By Sarah Sluis
The Martin Luther King box-office weekend frequently sees the release of horror, kid, and black-
oriented titles. This year, we have all three. The nepotism niece, Emma Roberts, stars in Hotel for Dogs (3,271 screens), the latest in a long string of canine titles that have swept the box office. In a recession, who better to turn to for comfort than man's best friend? The film riffs on a Lois Duncan children's novel of the same name, adding a foster children premise (what is it with children's books featuring orphans?) and "a pint-sized
engineer a la Kevin McCallister from Home Alone" (to quote our Ethan Alter). With no school on Monday, the film will be able to capitalize on the elementary-school set.
Mobilizing the males under 25 quadrant, My Bloody Valentine 3D (2,534 screens) and Paul Blart: Mall Cop (3,144 screens) will offer up the horror and comedy genres. Certainly, the novelty of seeing axes and fireballs being thrown at you in 3D (a thrill promised in the trailer) will make for good locker room water fountain chatter, but will teen boys pass up the chance to laugh at authority in Paul Blart: Mall Cop? A power-tripping mall cop on a Segway is certainly the bane of a food court loafer's existence. I can imagine a teen boy saying to his friend, 'Didn't we see The Unborn last weekend? Let's go for a comedy.' Unless, of course, the boys are already aware of that other mall cop flick hitting theatres soon, Seth Rogen's Observe and Report.
The Notorious B.I.G., of drug dealer to rapper fame, lived a crack-to-riches American Dream until he was gunned down in Las Vegas. Notorious (1,637 screens), releasing on the weekend honoring Martin
Luther King, and on the eve of Obama's inauguration, harkens back to the 1990s. As Teresa Wiltz from The Root noted, seeing the film is 'like time traveling back to the day when gangsta rap ruled, all bluster and bling, beef was settled with bullets and an XXL-sized brother from Brooklyn dazzled, if only for a moment." With Obama, King, and B.I.G. sharing the limelight this weekend, B.I.G.'s gangster success seems much less relevant than the achievement of our first black president.

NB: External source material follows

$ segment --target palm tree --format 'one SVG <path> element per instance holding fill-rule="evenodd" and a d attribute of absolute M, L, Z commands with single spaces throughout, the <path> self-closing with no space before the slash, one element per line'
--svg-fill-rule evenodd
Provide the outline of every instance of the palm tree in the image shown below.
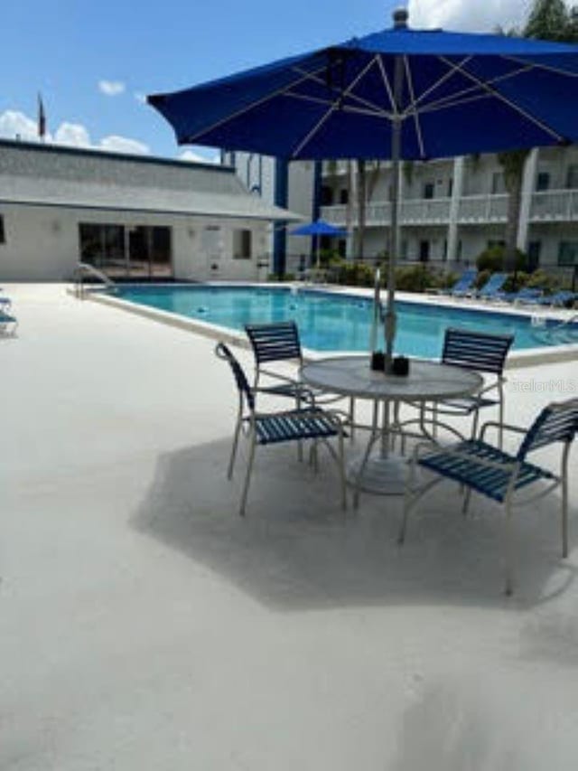
<path fill-rule="evenodd" d="M 517 34 L 512 30 L 507 34 Z M 578 40 L 578 8 L 567 8 L 564 0 L 535 0 L 523 37 L 552 41 Z M 505 268 L 516 270 L 517 230 L 522 206 L 522 182 L 529 150 L 499 153 L 498 161 L 504 172 L 504 183 L 508 193 L 506 225 Z"/>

For the foreign and Oscar loving audience, we have two Oscar expansions and three foreign/specialty releases. Defiance (expansion to 1,789 screens) and Last Chance Harvey (expansion to 1,054 screens) will both open in a multiplex (nearish) you. While neither of these well-reviewed films will sweep the Oscars, they have earned some awards attention (receiving one and two Golden Globe nominations, respectively) and good word-of-mouth. Chandni Chowk to China (130 screens) , which tackles the martial arts AND Bollywood genres, "should please fans of both genres ready to be happily assaulted for two-and-a-half hours," according to our critic, David Noh. If, of course, a "mulligatawny stew of a film that feels like it's been laced with liberal doses of acid" is right up your alley.
For NYC audiences, Cherry Blossoms, "a portrait of an aging couple" FJI critic David Noh found deeply imbued with "a strict humanist's compassionate observation," opens, along with Ballerina, a documentary of three professional dancers in the Russian Kirov Ballet. Both come recommended by Film Journal.